Hikaru Fujii, A Nuclear Museology
His artistic practice is entrenched in contemporary social events that ‘Les nucléaires et les choses’ documents as a work of historiography.
Hikaru Fujii, ‘Les nucléaires et les choses’, exhibition view at KADIST, Paris, 2019. Photo: A. Mole.
Artist and filmmaker Hikaru Fujii has spent the last few years working in the region of Tohoku, a zone particularly affected by the triple catastrophe of March 11th 2011: an earthquake, a tsunami, and finally a nuclear disaster. With his ongoing project Les nucléaires et les choses, further developed during a residency at the KADIST Foundation in Paris, the artist looks to reconstruct the history of a place fragmented by disaster, focusing not on the catastrophe itself, but on the fallout.
Objects and history
The project comprises numerous elements, including one film that follows a meeting between art-world specialists, curators, philosophers, and cultural representatives, discussing the future of the Futaba Town Museum of History and Folklore, located in the ‘difficult to return’ zone that had to close due to high levels of radioactivity. The sombre video dramatises and televises the kind of conversation that would usually take place behind closed doors, letting us all in on the kinds of questions that link together art, objects, memory, museums, and the changeability of disaster.
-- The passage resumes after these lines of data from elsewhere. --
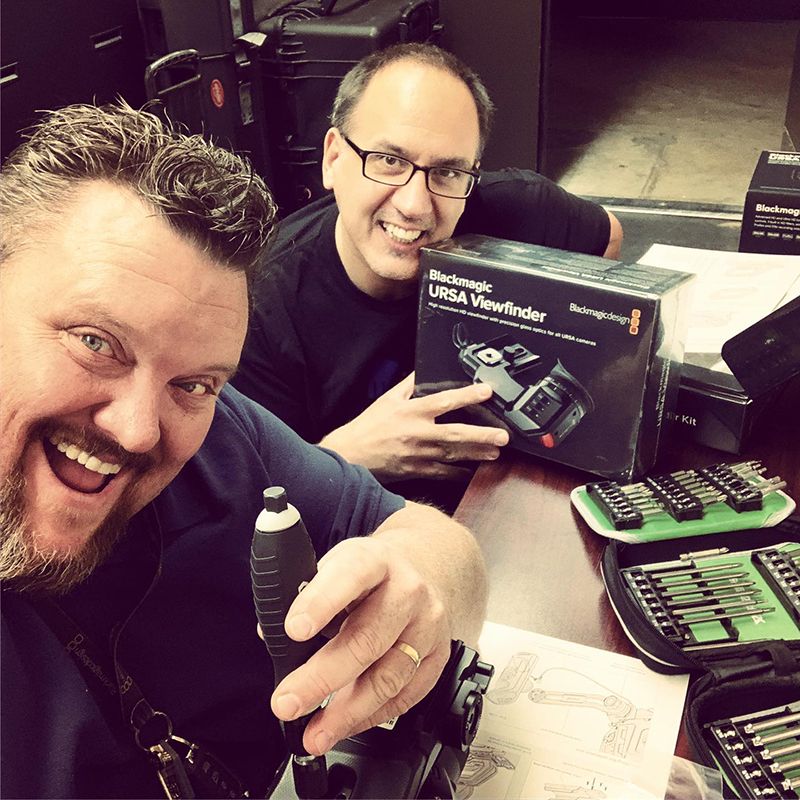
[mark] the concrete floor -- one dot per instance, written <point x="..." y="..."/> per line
<point x="665" y="112"/>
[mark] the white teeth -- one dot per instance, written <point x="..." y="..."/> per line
<point x="89" y="461"/>
<point x="403" y="234"/>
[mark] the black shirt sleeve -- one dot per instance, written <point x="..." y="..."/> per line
<point x="271" y="370"/>
<point x="527" y="207"/>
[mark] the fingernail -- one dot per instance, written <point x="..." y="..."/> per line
<point x="299" y="627"/>
<point x="286" y="706"/>
<point x="323" y="742"/>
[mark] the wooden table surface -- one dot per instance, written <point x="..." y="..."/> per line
<point x="544" y="561"/>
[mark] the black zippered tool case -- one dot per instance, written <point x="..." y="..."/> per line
<point x="726" y="608"/>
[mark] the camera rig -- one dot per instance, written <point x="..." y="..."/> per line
<point x="544" y="411"/>
<point x="422" y="753"/>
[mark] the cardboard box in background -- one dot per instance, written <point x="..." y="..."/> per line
<point x="771" y="216"/>
<point x="583" y="353"/>
<point x="743" y="341"/>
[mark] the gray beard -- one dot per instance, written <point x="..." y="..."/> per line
<point x="24" y="567"/>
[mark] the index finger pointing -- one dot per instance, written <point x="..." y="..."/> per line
<point x="344" y="575"/>
<point x="451" y="399"/>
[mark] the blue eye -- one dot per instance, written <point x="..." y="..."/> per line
<point x="195" y="388"/>
<point x="95" y="343"/>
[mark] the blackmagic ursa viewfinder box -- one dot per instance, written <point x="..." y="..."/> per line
<point x="771" y="217"/>
<point x="583" y="353"/>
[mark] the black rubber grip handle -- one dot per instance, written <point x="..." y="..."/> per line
<point x="282" y="561"/>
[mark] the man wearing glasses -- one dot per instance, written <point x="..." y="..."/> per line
<point x="331" y="344"/>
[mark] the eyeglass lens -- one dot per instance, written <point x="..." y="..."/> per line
<point x="396" y="171"/>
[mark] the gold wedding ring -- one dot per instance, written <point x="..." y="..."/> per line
<point x="411" y="652"/>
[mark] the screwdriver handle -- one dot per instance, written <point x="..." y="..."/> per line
<point x="282" y="561"/>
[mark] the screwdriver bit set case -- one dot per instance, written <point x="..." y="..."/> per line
<point x="722" y="497"/>
<point x="726" y="608"/>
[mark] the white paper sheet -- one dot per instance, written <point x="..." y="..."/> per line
<point x="564" y="721"/>
<point x="731" y="292"/>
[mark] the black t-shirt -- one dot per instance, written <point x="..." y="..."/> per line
<point x="319" y="351"/>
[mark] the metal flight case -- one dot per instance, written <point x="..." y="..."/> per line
<point x="260" y="77"/>
<point x="308" y="49"/>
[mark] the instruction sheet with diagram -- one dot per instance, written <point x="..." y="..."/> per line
<point x="563" y="721"/>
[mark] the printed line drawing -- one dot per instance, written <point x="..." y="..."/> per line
<point x="628" y="724"/>
<point x="482" y="765"/>
<point x="562" y="791"/>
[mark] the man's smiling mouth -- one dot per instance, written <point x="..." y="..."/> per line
<point x="76" y="468"/>
<point x="399" y="234"/>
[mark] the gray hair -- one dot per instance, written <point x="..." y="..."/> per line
<point x="355" y="82"/>
<point x="206" y="193"/>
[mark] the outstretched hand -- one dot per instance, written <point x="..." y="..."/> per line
<point x="398" y="437"/>
<point x="388" y="601"/>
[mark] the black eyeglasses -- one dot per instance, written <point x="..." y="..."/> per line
<point x="395" y="171"/>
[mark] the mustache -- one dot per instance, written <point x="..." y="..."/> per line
<point x="93" y="440"/>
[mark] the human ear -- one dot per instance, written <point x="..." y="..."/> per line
<point x="331" y="150"/>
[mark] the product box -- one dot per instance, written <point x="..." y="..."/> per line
<point x="583" y="353"/>
<point x="720" y="408"/>
<point x="771" y="217"/>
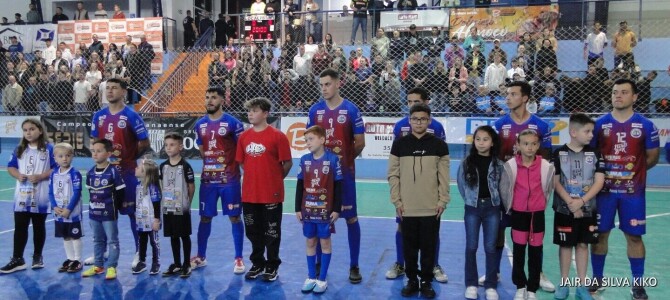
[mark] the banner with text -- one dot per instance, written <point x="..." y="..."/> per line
<point x="504" y="23"/>
<point x="115" y="31"/>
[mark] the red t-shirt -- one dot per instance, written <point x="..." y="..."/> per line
<point x="261" y="154"/>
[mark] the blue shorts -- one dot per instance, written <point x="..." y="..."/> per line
<point x="231" y="199"/>
<point x="631" y="208"/>
<point x="319" y="230"/>
<point x="128" y="205"/>
<point x="69" y="230"/>
<point x="349" y="209"/>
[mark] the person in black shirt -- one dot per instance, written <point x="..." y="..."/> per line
<point x="190" y="32"/>
<point x="220" y="27"/>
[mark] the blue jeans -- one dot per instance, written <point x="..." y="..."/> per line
<point x="487" y="216"/>
<point x="363" y="23"/>
<point x="105" y="233"/>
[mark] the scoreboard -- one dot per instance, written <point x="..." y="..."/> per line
<point x="259" y="27"/>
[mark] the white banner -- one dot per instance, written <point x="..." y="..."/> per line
<point x="423" y="19"/>
<point x="31" y="37"/>
<point x="10" y="126"/>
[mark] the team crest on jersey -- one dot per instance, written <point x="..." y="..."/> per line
<point x="636" y="133"/>
<point x="341" y="119"/>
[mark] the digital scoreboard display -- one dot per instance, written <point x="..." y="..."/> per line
<point x="259" y="27"/>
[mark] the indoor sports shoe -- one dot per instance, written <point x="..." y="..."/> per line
<point x="320" y="287"/>
<point x="92" y="271"/>
<point x="155" y="269"/>
<point x="270" y="274"/>
<point x="308" y="286"/>
<point x="483" y="278"/>
<point x="65" y="266"/>
<point x="111" y="273"/>
<point x="520" y="294"/>
<point x="239" y="267"/>
<point x="471" y="292"/>
<point x="139" y="267"/>
<point x="491" y="294"/>
<point x="355" y="275"/>
<point x="75" y="267"/>
<point x="562" y="292"/>
<point x="15" y="264"/>
<point x="173" y="269"/>
<point x="639" y="293"/>
<point x="439" y="274"/>
<point x="545" y="284"/>
<point x="396" y="271"/>
<point x="582" y="293"/>
<point x="254" y="272"/>
<point x="38" y="262"/>
<point x="198" y="262"/>
<point x="185" y="270"/>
One photo series from Futaba presents another aspect of such a reality: caved roofs, shattered windows, abandoned toys, an eerily abandoned scene. These are juxtaposed with the cosseted and shrouded objects, waiting for their fate in clinical white gowns, these objects considered worth saving.
Hikaru Fujii has also produced other work on the disaster, including the film Project Fukushima, focusing on an art and music festival in the infamous region that took place just five months after the tragedy. His artistic practice is deeply entrenched in contemporary social events, which he records and documents as works of historiography. As such, he is often interested in the role of museums as places that preserve and continue certain historical narratives, but which are themselves susceptible to contemporary contingencies.
Hikaru Fujii’s work was featured in a solo show at the KADIST Foundation, Paris in 2019 and has since been featured as part of the group exhibition Things Entangling at MOT Tokyo in 2020.
Les nucléaires et les choses (2011-2019) a project by Hikaru Fujii available on his website.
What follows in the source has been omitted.